List of potential work to do on Quickstep

J Patel Mon, 22 Aug 2016 18:24:06 -0700

Hi folks,

Here is a list of features that would be good for the community to work on.
Feel free to add or comment on this list.


1: Improve handling of aggregation: Aggregate handling in Quickstep is slow
as a separate hash table is being built for each aggregate. PR
https://github.com/apache/incubator-quickstep/pull/90 is a step in fixing
this, but there is more to be done, including increasing the space
efficiency of the hash table, improving the finalize operation (which is
single-threaded), and considering partitioning (so that finalize can be
parallelized).

2: The use of ColumnVectors is very expensive as it involves a full extra
read and write of data, and results in a bad memory access pattern. That
design needs to be rethought/refactored. Nav has suggested using an
iterator model v/s accessors and that is a good idea. We can probably go
beyond that and think of defining patterns for taking an input, applying a
predicate, and applying a projection (copy). Any ideas here are welcome.

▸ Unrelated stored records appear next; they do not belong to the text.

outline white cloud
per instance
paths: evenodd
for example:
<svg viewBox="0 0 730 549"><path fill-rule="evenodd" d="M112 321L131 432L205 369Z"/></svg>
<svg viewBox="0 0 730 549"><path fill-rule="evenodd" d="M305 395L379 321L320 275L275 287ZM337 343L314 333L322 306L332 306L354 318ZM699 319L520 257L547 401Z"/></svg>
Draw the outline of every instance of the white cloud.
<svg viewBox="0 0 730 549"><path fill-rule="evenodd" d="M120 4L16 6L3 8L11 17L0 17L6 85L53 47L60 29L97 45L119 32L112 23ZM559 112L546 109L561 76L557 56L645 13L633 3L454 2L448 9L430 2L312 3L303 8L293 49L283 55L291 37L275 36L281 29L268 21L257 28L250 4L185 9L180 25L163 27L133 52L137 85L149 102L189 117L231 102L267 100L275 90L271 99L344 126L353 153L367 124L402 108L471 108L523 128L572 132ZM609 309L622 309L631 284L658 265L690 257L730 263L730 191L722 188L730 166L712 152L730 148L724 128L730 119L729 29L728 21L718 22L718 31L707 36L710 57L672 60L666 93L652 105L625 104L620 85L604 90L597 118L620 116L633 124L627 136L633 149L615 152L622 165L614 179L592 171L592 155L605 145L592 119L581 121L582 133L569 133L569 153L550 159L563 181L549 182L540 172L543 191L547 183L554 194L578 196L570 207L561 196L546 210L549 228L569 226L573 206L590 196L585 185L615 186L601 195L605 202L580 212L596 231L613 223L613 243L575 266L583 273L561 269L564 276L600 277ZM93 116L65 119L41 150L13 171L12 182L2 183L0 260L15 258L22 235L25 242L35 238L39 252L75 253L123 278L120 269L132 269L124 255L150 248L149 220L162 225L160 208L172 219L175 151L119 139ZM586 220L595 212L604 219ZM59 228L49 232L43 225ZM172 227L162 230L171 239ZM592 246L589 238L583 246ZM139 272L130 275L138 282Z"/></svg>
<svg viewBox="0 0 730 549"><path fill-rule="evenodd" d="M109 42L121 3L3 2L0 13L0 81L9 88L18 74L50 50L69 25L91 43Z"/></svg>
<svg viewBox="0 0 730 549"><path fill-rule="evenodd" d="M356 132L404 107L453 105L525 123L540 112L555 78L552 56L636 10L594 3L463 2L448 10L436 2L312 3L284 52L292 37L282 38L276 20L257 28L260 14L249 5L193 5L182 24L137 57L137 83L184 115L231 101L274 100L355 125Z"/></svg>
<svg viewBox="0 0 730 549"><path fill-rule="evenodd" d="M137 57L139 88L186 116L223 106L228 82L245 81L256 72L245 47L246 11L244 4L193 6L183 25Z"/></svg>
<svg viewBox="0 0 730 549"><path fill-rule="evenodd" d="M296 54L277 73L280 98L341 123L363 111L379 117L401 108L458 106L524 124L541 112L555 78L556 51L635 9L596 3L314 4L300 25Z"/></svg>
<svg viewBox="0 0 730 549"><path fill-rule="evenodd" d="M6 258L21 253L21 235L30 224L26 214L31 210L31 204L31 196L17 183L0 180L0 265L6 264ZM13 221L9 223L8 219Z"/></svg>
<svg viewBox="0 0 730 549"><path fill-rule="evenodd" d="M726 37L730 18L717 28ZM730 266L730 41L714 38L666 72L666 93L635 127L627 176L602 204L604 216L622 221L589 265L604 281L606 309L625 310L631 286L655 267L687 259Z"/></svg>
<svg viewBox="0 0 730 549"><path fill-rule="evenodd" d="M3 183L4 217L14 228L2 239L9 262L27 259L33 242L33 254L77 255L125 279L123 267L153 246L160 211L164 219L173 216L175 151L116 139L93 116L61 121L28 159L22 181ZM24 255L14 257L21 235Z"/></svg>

3: We have bloomfilters and that needs to be optimized to work with joins.
Jianqiao is working on this.

4: Error handling in the system can be improved. Here we need to consider
if we want to use error return codes or C++ throw/catch mechanism. Right
now we use a mix of both. I am starting to turn in favor of throw/catch as
that way we at least have a way of catching the error at the top (rather
than crashing). We can then refactor the code to add entire throw/catch
chains. Right now the most serious error handling that is lacking, IMHO, is
when we are loading a large file and there is a corrupted tuple near the
end. The system crashes after making the user wait, and there is no
cleanup.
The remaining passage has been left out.